Ħal Saflieni Hypogeum
The Hypogeum of Hal-Saflieni is a historic structure located in Paola, Malta which dates back to around 3000 BC. Initially, the site was a sanctuary, but over the years it became a cemetery in the prehistoric times. This ancient temple is divided into three levels. The first level is located 10 meters below the surface with various natural caves. The second level is an extension of the first level, to the realization that the first level was not adequate an extension was made. The second level has various important rooms like main chamber, Oracle room, decorated room, the Holy of Holies, and the snake pit. The last level is the third level which was only used for storage. The site was discovered in 1902 and excavations on the site began in 1903. After the excavations had been finished, the site was opened to visitors in 1908 and has grown to be one of the most popular tourist attraction sites in the country. It is a well-preserved World Heritage Site which was designated by the United Nations Educational, Scientific, and Cultural Organization (UNESCO) in 1980.
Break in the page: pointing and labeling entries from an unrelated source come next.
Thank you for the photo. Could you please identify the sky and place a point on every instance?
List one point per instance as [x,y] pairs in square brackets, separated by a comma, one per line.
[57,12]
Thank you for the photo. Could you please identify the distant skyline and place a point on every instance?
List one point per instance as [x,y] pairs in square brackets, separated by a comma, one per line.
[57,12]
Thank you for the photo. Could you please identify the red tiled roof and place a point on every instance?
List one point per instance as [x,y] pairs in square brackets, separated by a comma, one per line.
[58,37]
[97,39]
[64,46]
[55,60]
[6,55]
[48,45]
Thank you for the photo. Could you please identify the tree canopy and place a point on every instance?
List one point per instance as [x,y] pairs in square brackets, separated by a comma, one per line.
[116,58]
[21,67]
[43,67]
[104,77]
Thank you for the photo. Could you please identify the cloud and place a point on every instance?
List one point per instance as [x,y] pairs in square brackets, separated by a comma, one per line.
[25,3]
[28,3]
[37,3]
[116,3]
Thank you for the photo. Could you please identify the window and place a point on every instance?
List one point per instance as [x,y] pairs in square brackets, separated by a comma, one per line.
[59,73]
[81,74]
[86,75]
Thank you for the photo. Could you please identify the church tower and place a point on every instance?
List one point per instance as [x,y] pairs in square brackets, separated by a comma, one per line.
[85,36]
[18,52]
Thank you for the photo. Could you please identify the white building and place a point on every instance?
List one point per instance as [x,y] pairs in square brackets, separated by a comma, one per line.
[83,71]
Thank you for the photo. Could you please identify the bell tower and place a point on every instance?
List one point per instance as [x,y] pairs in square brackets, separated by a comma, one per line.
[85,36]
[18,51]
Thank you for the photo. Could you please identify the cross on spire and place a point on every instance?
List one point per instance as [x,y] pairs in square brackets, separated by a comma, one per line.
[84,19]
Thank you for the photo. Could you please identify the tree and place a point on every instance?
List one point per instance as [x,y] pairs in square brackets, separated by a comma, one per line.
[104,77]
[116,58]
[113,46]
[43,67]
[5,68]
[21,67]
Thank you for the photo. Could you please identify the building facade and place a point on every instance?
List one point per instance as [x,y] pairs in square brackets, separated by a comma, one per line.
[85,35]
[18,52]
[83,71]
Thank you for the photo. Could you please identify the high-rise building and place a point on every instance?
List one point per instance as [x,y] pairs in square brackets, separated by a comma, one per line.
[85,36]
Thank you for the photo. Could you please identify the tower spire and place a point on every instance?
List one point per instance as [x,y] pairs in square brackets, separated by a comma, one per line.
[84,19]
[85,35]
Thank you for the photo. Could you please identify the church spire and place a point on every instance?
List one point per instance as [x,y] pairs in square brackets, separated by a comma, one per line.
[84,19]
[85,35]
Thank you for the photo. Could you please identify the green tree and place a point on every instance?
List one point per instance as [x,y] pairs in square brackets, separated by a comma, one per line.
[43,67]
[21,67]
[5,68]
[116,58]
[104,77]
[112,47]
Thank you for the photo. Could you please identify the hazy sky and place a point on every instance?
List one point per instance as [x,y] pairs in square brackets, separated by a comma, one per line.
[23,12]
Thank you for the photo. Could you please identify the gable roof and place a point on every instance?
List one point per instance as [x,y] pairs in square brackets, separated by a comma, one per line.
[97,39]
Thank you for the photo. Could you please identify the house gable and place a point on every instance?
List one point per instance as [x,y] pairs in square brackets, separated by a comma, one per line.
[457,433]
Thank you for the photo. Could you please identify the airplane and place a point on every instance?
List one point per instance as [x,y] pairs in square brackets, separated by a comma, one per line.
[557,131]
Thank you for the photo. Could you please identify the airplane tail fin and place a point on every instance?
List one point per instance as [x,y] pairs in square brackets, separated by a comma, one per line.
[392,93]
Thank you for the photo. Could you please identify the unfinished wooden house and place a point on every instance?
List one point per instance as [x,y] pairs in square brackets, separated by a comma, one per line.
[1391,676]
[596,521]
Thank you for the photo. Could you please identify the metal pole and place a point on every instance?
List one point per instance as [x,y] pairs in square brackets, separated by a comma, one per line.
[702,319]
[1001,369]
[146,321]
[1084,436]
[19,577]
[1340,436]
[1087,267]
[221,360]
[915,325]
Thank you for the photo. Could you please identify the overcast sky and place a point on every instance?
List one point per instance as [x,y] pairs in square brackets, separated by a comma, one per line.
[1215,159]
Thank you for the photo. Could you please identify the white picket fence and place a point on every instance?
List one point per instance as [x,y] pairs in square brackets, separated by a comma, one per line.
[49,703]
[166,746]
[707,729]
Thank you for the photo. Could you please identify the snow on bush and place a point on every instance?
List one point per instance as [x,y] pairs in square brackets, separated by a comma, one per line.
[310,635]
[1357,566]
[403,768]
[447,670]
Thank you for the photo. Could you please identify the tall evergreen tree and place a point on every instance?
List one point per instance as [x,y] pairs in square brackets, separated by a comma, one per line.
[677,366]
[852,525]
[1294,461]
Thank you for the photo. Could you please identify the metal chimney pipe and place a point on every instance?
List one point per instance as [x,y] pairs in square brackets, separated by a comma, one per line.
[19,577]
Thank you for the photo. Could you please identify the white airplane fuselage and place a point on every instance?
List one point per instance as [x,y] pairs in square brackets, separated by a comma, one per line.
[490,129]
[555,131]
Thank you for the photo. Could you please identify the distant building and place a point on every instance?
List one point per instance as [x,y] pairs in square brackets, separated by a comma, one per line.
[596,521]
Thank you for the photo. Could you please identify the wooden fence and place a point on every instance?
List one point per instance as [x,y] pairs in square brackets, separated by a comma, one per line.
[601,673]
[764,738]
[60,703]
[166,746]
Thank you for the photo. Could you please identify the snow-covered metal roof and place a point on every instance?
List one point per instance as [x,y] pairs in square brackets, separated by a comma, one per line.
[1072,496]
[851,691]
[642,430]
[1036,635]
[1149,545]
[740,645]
Malta's Megalithic Temples
The Megalithic Temples of Malta are several prehistoric temples built during three distinct time periods in Malta. The building followed the Maltese prehistoric chronology dating back from the Neolithic period, the Temple period, and the Bronze Age period. They are one of the oldest standing structures built as a result of the cultural evolution. This was an admired innovation of that time, and several other buildings and structures took in into consideration the cultural aspect. By 2500 BC, the original culture of the temple had disappeared. In 1980, UNESCO designated six temples as a World Heritage Sites. These temples include the Ggantija, Ta’ Hagrat, Skorba, Hagar Qim, Mnajdra, and Tarxien temples.
Valletta, located in the South Eastern Region of Malta, is the capital city of Malta and the second southernmost capital city in the European Union. The city was established on March 28, 1566, during the ruling of the Order of St. John. There was full utilization of Baroque architecture in the 16th Century, amalgamated with both Neoclassical and modern architectural styles. Major destruction occurred in the city during the Second World War, including the destruction of the royal opera house. There are a series fortifications, defensive walls all-around the city of Valletta, Baroque palaces, gardens, and churches. The historic city of Valletta was designated as a cultural site by UNESCO and was inscribed on the world heritage list in 1980.
Threats and Conservation Efforts
The extreme climatic variations Malta has experienced through the years have led to the destruction of both the limestone carvings and the stone walls of these structures, which are especially prone during fluctuations in temperature and high humidity levels. Major excavations have also been carried out which has led to the loss of the original cultural significance of the site.